Microbial and geochemical processes controlling the oxidation and reduction of arsenic in soils

• Main Author: Masur, Deanne Christine
• Language: en
• Published: 2007
• Online Access: http://etd.lib.montana.edu/etd/2007/masur/MasurD0507.pdf

Arsenic (As) is a common contaminant in soil-water systems, where it exists predominately as arsenate (AsV) or arsenite (AsIII), the latter of which is considered to be the more mobile and toxic form. The amount of arsenite or arsenate in natural water systems is influenced by geochemical conditions and the presence of As transforming microorganisms. Consequently, the goals of this study were to evaluate the effects of: (i) arsenic concentration on microbial populations responsible for As oxidation-reduction in a previously uncontaminated soil, and (ii) phosphate:arsenic ratio on the oxidation or reduction of arsenic. Laboratory column experiments were conducted to evaluate the influence of soil arsenic concentration on microbial community composition and to identify microorganisms and mechanisms responsible for As transformations occurring under aerobic conditions. Indigenous microorganisms within a previously uncontaminated agricultural soil were exposed to arsenite or arsenate at three concentrations (2, 20 and 200 mg As L-1) for approximately 30 days. Near complete biotic oxidation of arsenite (>96%) was observed in 2 and 20 mg As L-1 treatment columns. Results indicated that the net transformation in this soil was arsenite-oxidation; however, the addition of 200 mg arsenite L-1 inhibited oxidation.
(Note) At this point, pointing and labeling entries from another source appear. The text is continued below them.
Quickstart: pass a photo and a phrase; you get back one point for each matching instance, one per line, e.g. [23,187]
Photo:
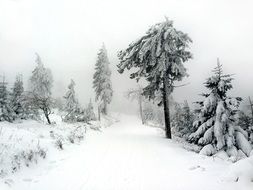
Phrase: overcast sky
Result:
[68,34]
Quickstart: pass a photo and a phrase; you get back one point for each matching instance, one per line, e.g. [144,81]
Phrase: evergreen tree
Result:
[71,104]
[216,129]
[6,113]
[245,122]
[102,80]
[17,98]
[158,56]
[41,83]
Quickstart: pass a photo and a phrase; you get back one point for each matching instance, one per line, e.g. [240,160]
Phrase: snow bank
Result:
[25,144]
[241,172]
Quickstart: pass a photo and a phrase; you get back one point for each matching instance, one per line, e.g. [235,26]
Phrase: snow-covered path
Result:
[127,156]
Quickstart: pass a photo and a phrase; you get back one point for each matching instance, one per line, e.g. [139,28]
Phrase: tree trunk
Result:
[140,107]
[105,107]
[251,107]
[166,108]
[47,117]
[98,113]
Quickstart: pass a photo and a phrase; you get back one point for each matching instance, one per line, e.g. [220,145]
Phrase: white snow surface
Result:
[125,156]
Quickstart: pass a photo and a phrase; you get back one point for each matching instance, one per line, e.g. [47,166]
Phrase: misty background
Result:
[68,34]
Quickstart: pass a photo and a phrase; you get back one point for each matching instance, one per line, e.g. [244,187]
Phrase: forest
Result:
[127,121]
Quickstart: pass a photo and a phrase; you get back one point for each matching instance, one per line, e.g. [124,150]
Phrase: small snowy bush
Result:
[215,126]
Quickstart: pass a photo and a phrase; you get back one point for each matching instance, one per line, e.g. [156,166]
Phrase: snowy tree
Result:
[102,80]
[17,94]
[182,120]
[71,103]
[40,85]
[158,56]
[216,129]
[6,113]
[245,122]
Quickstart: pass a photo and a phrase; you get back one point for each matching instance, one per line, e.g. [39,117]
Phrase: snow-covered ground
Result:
[126,156]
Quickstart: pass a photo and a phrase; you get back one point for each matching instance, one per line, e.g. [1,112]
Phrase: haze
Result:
[68,35]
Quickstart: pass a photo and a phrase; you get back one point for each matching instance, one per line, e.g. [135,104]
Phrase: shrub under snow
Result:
[215,127]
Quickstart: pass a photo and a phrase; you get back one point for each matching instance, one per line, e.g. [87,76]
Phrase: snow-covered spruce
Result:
[17,100]
[216,129]
[71,103]
[40,86]
[6,112]
[72,108]
[102,80]
[159,58]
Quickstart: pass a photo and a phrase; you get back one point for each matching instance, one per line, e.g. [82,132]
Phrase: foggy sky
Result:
[68,34]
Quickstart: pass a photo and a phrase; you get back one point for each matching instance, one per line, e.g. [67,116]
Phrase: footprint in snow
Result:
[9,182]
[197,167]
[27,180]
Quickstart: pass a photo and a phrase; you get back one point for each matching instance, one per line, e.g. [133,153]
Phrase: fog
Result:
[68,34]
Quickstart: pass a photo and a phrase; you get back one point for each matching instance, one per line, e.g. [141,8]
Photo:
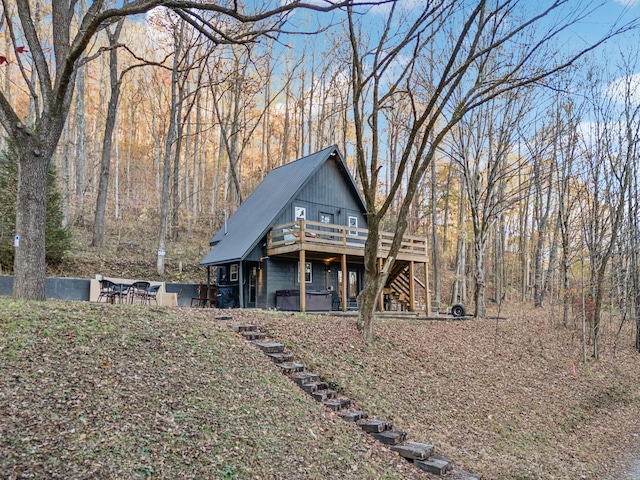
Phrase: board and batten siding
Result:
[326,192]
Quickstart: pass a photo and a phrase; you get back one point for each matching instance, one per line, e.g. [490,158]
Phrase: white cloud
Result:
[622,88]
[628,3]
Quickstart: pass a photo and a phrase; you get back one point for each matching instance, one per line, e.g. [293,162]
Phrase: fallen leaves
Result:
[132,393]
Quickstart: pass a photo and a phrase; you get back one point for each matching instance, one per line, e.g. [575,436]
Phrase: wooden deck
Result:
[338,239]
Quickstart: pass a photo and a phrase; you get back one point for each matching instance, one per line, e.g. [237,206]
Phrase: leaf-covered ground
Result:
[507,398]
[122,392]
[111,391]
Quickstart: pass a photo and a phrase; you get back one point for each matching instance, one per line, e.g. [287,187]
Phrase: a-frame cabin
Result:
[297,243]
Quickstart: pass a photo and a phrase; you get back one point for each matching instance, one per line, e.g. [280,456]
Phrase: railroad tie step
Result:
[280,357]
[462,475]
[414,450]
[354,416]
[337,404]
[313,387]
[270,347]
[302,378]
[435,464]
[247,327]
[391,437]
[253,335]
[375,426]
[324,395]
[290,367]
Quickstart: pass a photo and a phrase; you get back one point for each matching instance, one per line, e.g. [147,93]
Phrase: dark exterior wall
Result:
[326,192]
[282,274]
[55,287]
[62,288]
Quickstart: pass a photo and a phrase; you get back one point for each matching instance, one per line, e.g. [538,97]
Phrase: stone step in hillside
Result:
[270,347]
[324,395]
[247,327]
[391,437]
[462,475]
[302,378]
[354,416]
[414,450]
[280,357]
[435,464]
[314,386]
[253,335]
[337,404]
[375,426]
[290,367]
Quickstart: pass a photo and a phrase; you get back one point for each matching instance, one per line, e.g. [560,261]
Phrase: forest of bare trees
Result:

Sixty-two microorganisms were isolated from the columns; however, 43 of these were arsenate-reducers, and only 1 organism was capable of arsenite oxidation. Results of this study suggest that As perturbation of a previously uncontaminated soil does not significantly decrease microbial diversity and that cultivation techniques may be biased toward arsenate-reducing microorganisms. Phosphate is a chemical analog to arsenate and may inhibit microbial uptake of arsenate, thus preventing its reduction to arsenite. Five selected microorganisms isolated from As-treated soil columns or from As-impacted soils near Anaconda, MT were used to evaluate the effects of phosphate on arsenate-reduction and arsenite-oxidation. Cultures were initially spiked with various P:As ratios, incubated for approximately 48 hours, and analyzed periodically for arsenate and arsenite. Arsenate reduction was inhibited at high P:As ratios, but only at elevated levels of phosphate (500 and 1000 μM). This work supports that land application of phosphate could minimize microbiological reduction of arsenate to arsenite, thus reducing As bioavailability.